Try these strategies:
Briefly review the assignment criteria before starting the critique. These criteria are clear in your mind, but students may have forgotten them. Take a few minutes to remind students what the criteria are and to review some of the core vocabulary they should be using.
This practice engages students' critical faculties by focusing them on the essentials you will be looking for.
- Often students will notice an area in their own work that needs development just before the teacher comments on it. Being reminded of the criteria can facilitate these epiphanies.
- Post the assignment criteria where everyone can see. Keep the criteria visible throughout the critique session, as a means of framing the critique and guiding everyone’s thinking. And if the feedback begins to drift off subject, you can catch yourself by referring back to the posted criteria. This approach helps to keep the critique focused and on track.
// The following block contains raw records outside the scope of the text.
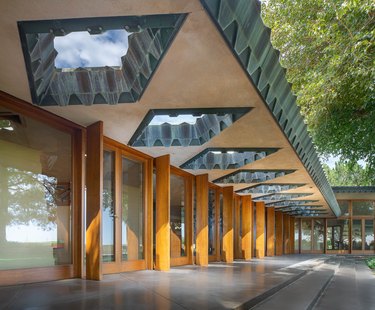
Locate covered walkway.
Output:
[0,255,375,310]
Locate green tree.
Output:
[323,160,375,186]
[262,0,375,178]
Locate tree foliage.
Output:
[323,160,375,186]
[262,0,375,177]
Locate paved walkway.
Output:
[0,255,375,310]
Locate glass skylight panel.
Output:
[54,29,130,69]
[149,114,204,126]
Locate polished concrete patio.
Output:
[0,255,375,310]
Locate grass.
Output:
[366,257,375,269]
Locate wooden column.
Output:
[233,195,242,259]
[155,155,171,271]
[275,211,283,256]
[283,214,290,254]
[267,207,275,256]
[222,186,233,263]
[241,195,253,260]
[86,122,103,280]
[289,216,295,254]
[195,174,208,266]
[255,201,266,258]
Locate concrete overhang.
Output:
[0,0,340,216]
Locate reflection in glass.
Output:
[337,200,349,216]
[170,174,187,257]
[352,220,362,250]
[102,151,116,262]
[121,157,144,261]
[365,220,374,250]
[352,201,375,216]
[0,108,72,270]
[327,219,349,250]
[313,220,324,251]
[296,219,299,253]
[208,189,216,255]
[301,219,311,251]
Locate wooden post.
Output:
[255,201,266,258]
[86,122,103,280]
[241,195,253,260]
[283,214,290,254]
[233,195,242,259]
[223,186,233,263]
[275,211,283,256]
[289,216,295,254]
[195,174,208,266]
[267,207,275,256]
[155,155,171,271]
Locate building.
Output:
[0,0,375,285]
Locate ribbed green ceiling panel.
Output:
[201,0,341,216]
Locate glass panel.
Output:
[365,220,374,250]
[121,157,144,261]
[296,219,299,252]
[219,193,223,257]
[208,189,216,255]
[0,107,72,270]
[301,219,311,251]
[352,220,362,250]
[352,201,375,216]
[313,220,324,251]
[170,174,187,257]
[338,200,349,216]
[327,219,349,250]
[102,151,116,262]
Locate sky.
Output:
[54,29,130,68]
[150,114,203,125]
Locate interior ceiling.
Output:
[0,0,332,215]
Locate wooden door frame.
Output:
[102,137,153,274]
[168,166,194,267]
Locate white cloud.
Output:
[54,30,129,68]
[150,114,203,125]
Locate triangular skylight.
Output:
[54,29,130,69]
[18,14,186,106]
[213,170,295,184]
[129,108,251,147]
[180,148,278,170]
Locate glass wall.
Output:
[338,200,349,216]
[296,219,300,253]
[0,107,72,270]
[102,151,116,262]
[301,219,311,251]
[170,174,187,258]
[208,189,216,255]
[352,220,362,250]
[327,219,349,250]
[364,220,374,251]
[352,201,375,216]
[121,157,144,261]
[313,219,324,251]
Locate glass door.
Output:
[102,146,151,273]
[170,167,192,266]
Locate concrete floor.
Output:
[0,255,375,310]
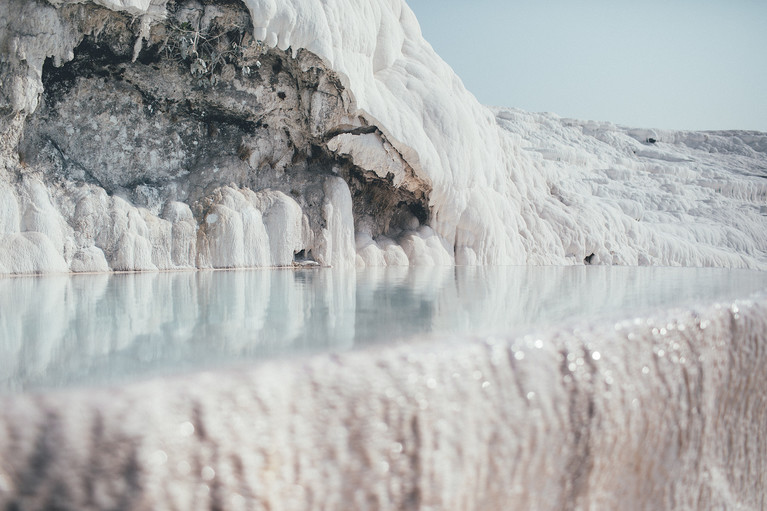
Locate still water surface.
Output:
[0,266,767,393]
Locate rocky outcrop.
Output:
[0,0,429,273]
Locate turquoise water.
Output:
[0,266,767,392]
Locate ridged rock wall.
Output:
[0,290,767,511]
[0,0,767,273]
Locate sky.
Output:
[406,0,767,132]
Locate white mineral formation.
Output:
[0,286,767,511]
[0,0,767,273]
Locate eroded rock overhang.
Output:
[0,0,444,273]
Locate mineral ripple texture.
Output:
[0,0,767,274]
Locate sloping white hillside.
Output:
[0,0,767,273]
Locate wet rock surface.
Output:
[4,1,429,272]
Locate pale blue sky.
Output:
[406,0,767,132]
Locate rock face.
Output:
[0,0,767,273]
[0,1,429,273]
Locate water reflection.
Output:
[0,267,767,391]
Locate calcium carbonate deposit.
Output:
[0,0,767,511]
[0,0,767,273]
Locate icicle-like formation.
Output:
[0,0,767,273]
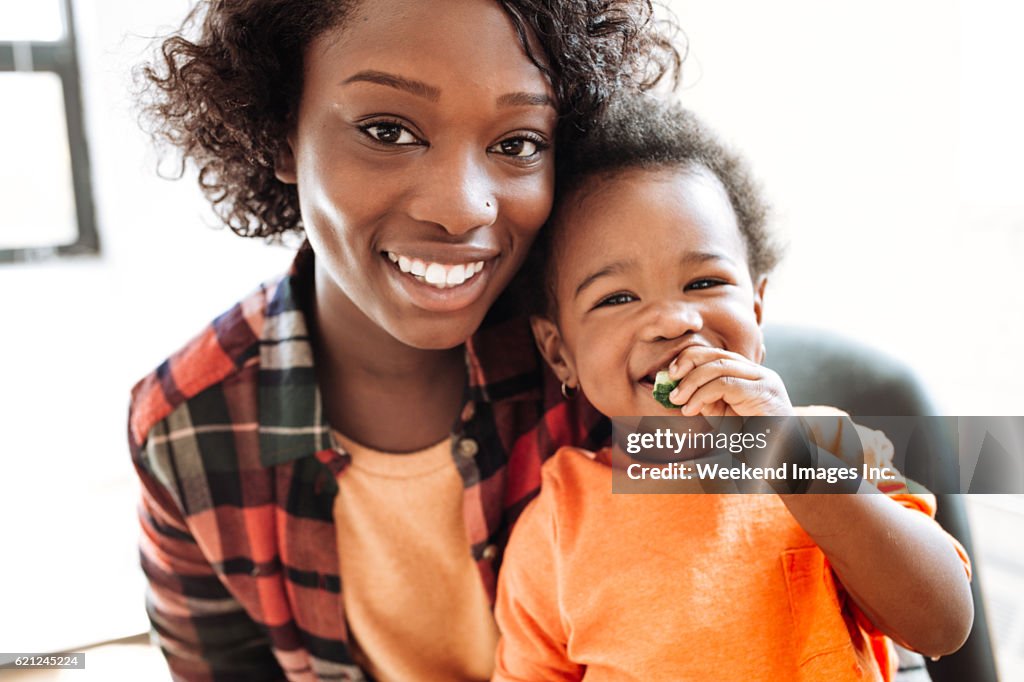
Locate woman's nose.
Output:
[644,300,703,341]
[409,151,498,235]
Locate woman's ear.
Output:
[754,274,768,327]
[529,315,580,388]
[273,134,297,184]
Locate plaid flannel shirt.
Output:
[129,249,610,681]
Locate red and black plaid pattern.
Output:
[129,249,610,681]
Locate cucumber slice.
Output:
[654,370,679,409]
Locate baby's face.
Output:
[535,169,764,417]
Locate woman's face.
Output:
[278,0,557,348]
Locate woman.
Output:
[129,0,678,680]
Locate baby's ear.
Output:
[754,274,768,327]
[529,315,580,388]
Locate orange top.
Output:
[334,433,498,682]
[494,440,966,682]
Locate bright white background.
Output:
[0,0,1024,665]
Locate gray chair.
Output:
[765,326,997,682]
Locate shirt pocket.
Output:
[782,547,880,680]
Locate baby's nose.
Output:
[644,301,703,341]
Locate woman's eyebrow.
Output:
[498,92,555,108]
[572,259,636,299]
[341,70,555,108]
[341,71,441,101]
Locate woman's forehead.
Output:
[306,0,553,96]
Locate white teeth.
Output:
[387,251,484,289]
[444,265,472,287]
[423,263,447,285]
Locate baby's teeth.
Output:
[444,265,472,287]
[423,263,446,285]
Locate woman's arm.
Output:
[132,438,285,682]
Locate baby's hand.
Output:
[669,346,794,417]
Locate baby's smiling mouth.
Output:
[384,251,485,289]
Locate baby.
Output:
[495,97,973,682]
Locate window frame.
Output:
[0,0,99,264]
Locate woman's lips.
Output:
[386,251,491,289]
[384,251,494,312]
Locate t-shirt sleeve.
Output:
[798,407,972,638]
[493,454,585,682]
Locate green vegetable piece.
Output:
[654,370,679,410]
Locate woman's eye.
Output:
[362,123,422,144]
[487,137,546,159]
[594,294,636,308]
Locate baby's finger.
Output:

- Periodically, stop the class to point out common issues that come to your attention. As students are working and you circulate around, you may notice a variety of things that you will need to bring to the attention of the class. For example, if many students are doing something incorrectly, you will need to re-explain or re-show. When this happens, stop the class and grab the students’ attention to clarify things to class as a whole. This may involve the need for a quick review, a short demonstration of tips and tricks, etc.
Keep in mind that beginning students haven’t had the chance to develop a critical mind in the subject matter yet, so the quality of their feedback is usually limited to surface-level comments, such as what they like or dislike.